I just confirmed my 2nd week on Kauai on saturday - we will be there May 11-24th.  I did see a pahio Beach Club and Bali Hai for May 9-16th on RCI yesterday morning with a very very weak trader so you should check daily - the May weeks seem to be showing up.


----------



## fairfaxgirl (Mar 25, 2008)

*Hope I'm not too late!*

The check-in day I need is May 2nd. I did see a few trades for that date a week or so ago for Pahio Bali Hai and Makai Club. I didn't take either of them because what I really want is the Shearwater or the Cliffs Club. But now I am feeling very uneasy about that decision. Hope I didn't totally screw up!


----------



## alanraycole (Mar 25, 2008)

*For best results, call RCI every day.*

Cliffs Club occassionally is available under "Last Call." It will never show up online as a Last Call, but very possibly will be available over the phone. The same came be said for the Alii Kai, a resort I highly recommend. I have stayed at both following this procedure. (Since the Shearwater and all other Pahio resorts are points resorts, they will never show up as Last Calls.)


----------



## chellej (Apr 1, 2008)

There is a May 2nd checkin on Trading Places right now.

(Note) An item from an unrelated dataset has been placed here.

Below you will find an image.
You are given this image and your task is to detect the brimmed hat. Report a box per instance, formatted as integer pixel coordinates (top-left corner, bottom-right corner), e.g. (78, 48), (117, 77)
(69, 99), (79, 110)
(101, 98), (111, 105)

If you have a week that you have not deposited yet, you can probably get a bonus week & pick it up for $169


----------



## cassandra (Apr 4, 2008)

*Makai Club suits old world Kauai*

We've stayed there once and would go back because it is like a 60's vacation cabin which seems to suit traditional no-frills Kauai.  It is in the backyard of Princeville Sheraton because it is literally on Makai golf course.  With the dollars we saved by staying there we were able to dine at the Sheraton fairly regularly!


----------